Liebeserklärung an Linden: Warum ich gerne in Hannover lebe

Nach 14 Jahren zog unser Autor von Braunschweig in die niedersächsische Landeshauptstadt. Zu seiner Überraschung mag er die Stadt.

Unser Autor liebt Linden: auch wenn das marode Ihme-Zentrum so nah ist. Bild: dpa

HANNOVER taz | Bevor ich vor fast sechs Jahren nach Hannover zog, wohnte ich 14 Jahre in Braunschweig. Allerdings habe ich keine Lust, den Kronzeugen und Verräter im albernen Niedersachsen-Lokalderby zu geben. Es reicht ja, wenn sich die Hannover-96- und Eintracht-Braunschweig-Fans seit Jahrzehnten regelmäßig auf die Fresse hauen.

Bei sowas muss man weder praktisch noch theoretisch mitmachen. Bloß weil ich aus bestimmten Gründen nicht mehr in Braunschweig leben will, muss ich Hannover ja nicht toll finden. So dachte ich damals.

Überraschenderweise fand ich Hannover dann aber doch ziemlich schnell, nun ja, vielleicht nicht „toll“, aber doch ziemlich angenehm. Trotz Mittelmäßigkeitsgeschrei, trotz aller Unkenrufe im Tenor von „Hannover ist nicht der Arsch der Welt, aber man kann ihn von dort aus gut sehen.“ Das liegt nicht zuletzt an dem Stadtteil, in dem ich wohne. Doch dazu weiter unten mehr.

Zunächst einmal gefiel es mir, dass Hannover sich mir kurz nach meinem Umzug als Skandal- und Korruptionsmetropole präsentierte: Die Landesbischöfin wird Bundesevangelin, fährt hackedicht durch die Stadt und tritt zurück, der Ministerpräsident wird zum Bundespräsidenten, lässt sich Bobbycars schenken und muss zurück nach Großburgwedel, der niedersächsische FDP-Vorsitzende stürzt erst Westerwelle und dann die Partei in den Abgrund, der ehemalige AWD-Chef und Veronica-Ferres-Gespiele Carsten Maschmeyer rasiert sich seinen Schnäuzer ab und keiner bemerkt es, weil er immer noch so aussieht als hätte er einen – und der hannoversche Hells-Angels-Chef trifft sich mit dem Bundes-Bandido in der Kanzlei eines ehemaligen Gerd-Schröder-Kompagnons und schließt einen „Friedensvertrag“, um nur einige Beispiele zu nennen.

Wow, ich war beeindruckt. Und fasziniert, dass ausgerechnet die Stadt, die ständig der Langeweile und Ereignislosigkeit geziehen wird, permanent in den überregionalen Nachrichten auftauchte. Nicht unbedingt mit positiven Meldungen, aber hey: Hauptsache, der Name ist richtig geschrieben.

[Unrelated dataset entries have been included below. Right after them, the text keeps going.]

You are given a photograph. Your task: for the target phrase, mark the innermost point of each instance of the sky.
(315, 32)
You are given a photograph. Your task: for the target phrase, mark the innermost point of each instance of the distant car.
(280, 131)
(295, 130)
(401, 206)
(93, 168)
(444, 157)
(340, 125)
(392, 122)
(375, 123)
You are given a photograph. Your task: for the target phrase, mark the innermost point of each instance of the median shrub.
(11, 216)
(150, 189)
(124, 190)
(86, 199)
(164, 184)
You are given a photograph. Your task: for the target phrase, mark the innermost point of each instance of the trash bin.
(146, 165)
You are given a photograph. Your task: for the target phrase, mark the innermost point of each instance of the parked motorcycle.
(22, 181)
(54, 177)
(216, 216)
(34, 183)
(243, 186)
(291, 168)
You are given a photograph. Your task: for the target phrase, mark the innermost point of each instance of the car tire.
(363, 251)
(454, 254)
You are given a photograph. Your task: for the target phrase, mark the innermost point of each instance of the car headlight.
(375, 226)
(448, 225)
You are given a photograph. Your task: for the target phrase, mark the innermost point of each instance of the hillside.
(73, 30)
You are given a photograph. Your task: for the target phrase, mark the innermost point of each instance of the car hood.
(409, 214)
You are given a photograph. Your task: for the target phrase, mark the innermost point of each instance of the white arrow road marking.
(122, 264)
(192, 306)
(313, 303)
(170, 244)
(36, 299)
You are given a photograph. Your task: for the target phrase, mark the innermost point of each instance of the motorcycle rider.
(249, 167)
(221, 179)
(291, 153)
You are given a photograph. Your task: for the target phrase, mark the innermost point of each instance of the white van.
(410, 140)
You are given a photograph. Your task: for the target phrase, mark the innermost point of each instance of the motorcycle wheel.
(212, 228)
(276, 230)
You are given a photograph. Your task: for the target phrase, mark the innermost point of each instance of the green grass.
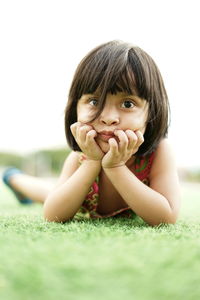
(98, 259)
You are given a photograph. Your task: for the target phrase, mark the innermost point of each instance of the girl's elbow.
(51, 216)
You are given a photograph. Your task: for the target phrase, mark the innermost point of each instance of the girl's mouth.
(106, 135)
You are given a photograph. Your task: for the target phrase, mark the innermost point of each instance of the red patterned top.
(141, 168)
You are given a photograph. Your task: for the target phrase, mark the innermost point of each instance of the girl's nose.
(109, 117)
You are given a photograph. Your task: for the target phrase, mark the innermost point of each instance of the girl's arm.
(159, 203)
(66, 198)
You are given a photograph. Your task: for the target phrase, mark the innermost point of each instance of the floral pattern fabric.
(141, 168)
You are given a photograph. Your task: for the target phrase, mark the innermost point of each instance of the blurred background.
(42, 41)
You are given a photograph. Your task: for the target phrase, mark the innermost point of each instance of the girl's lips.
(106, 135)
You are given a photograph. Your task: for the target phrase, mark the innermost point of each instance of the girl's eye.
(93, 102)
(128, 104)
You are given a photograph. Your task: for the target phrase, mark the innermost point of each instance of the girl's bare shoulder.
(164, 160)
(70, 165)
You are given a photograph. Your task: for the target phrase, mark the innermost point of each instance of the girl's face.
(121, 111)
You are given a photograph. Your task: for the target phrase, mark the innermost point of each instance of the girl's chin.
(104, 146)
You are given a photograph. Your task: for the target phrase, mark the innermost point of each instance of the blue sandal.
(6, 177)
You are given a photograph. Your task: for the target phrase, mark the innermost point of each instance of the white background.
(42, 41)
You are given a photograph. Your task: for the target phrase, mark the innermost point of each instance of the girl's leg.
(31, 187)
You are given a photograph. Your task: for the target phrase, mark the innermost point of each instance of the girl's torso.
(103, 200)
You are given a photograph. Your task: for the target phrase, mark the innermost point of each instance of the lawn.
(98, 259)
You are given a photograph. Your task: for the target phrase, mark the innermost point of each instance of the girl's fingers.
(140, 137)
(74, 127)
(123, 139)
(90, 136)
(132, 137)
(113, 145)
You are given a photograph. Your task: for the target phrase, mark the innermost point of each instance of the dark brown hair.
(120, 67)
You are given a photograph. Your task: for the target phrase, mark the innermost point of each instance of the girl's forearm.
(150, 205)
(63, 203)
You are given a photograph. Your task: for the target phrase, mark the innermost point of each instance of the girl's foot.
(8, 173)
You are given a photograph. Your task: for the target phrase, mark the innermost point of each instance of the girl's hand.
(85, 138)
(120, 152)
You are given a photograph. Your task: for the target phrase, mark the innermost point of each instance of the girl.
(116, 122)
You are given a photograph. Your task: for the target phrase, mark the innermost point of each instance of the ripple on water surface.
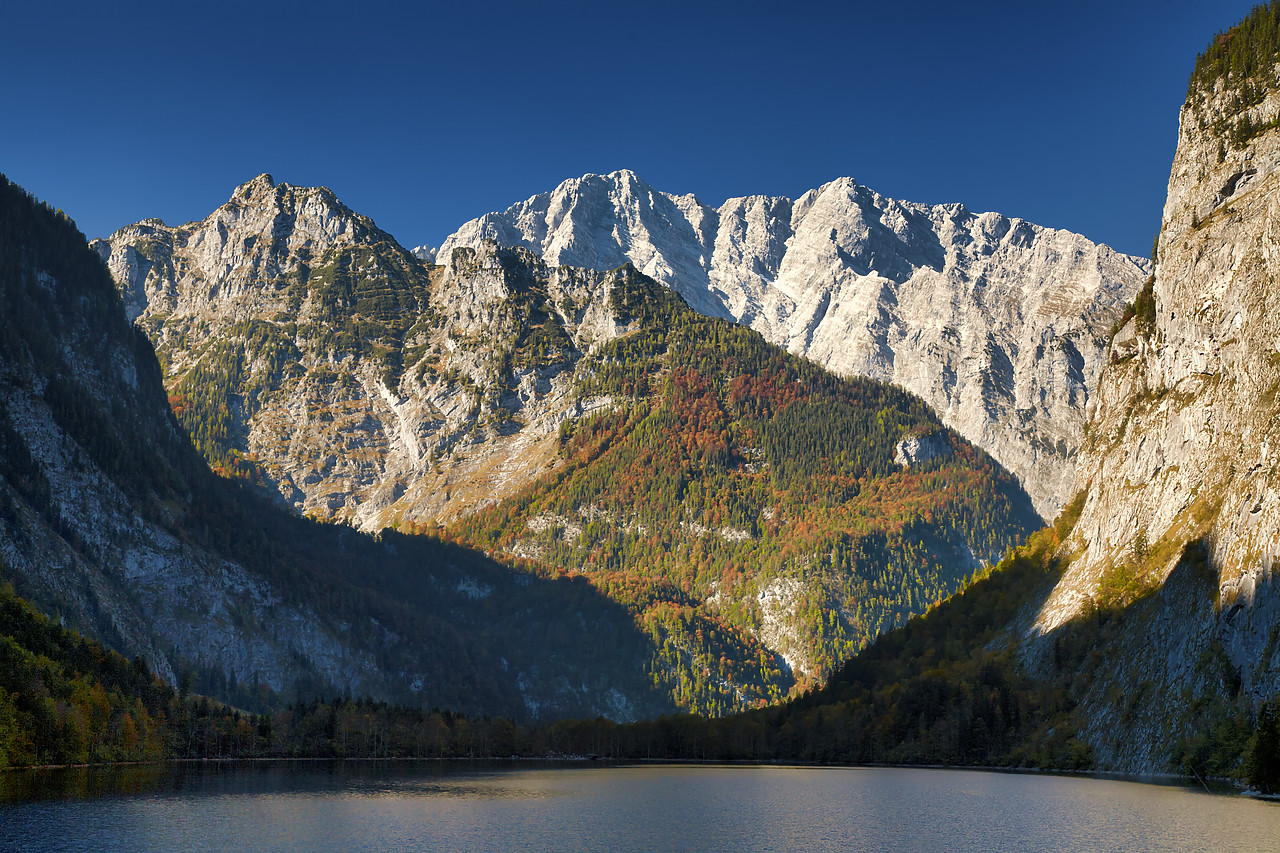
(352, 807)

Doch davon abgesehen ist Hannover vor allem natürlich eine unaufgeregte Halbmillionenstadt, wenn man die Region dazu nimmt, sogar fast eine Millionenstadt – mit allen Vor- und Nachteilen.

Ich will gar nicht in den Stadtführerduktus verfallen und von einem erstaunlich frischen, innovativem Staatsschauspiel reden, vom zwar schamlos überteuerten, aber eindeutig tollstem Zoo Deutschlands, vom riesigen Stadtwald Eilenriede, Museen, Clubs etc. pp.

Das alles hat Hannover, man freut sich, man benutzt es. In manchen dieser Dinge ist Hannover besser, in manchen schlechter als die vergleichbaren Städte Frankfurt, Stuttgart, Dortmund, Bremen … Was aber Hannover wirklich besonders macht und wieso ich dort im Moment nicht weg wollte, ist Linden, mein charmanter, kleiner, bunter Schmuddelstadtteil.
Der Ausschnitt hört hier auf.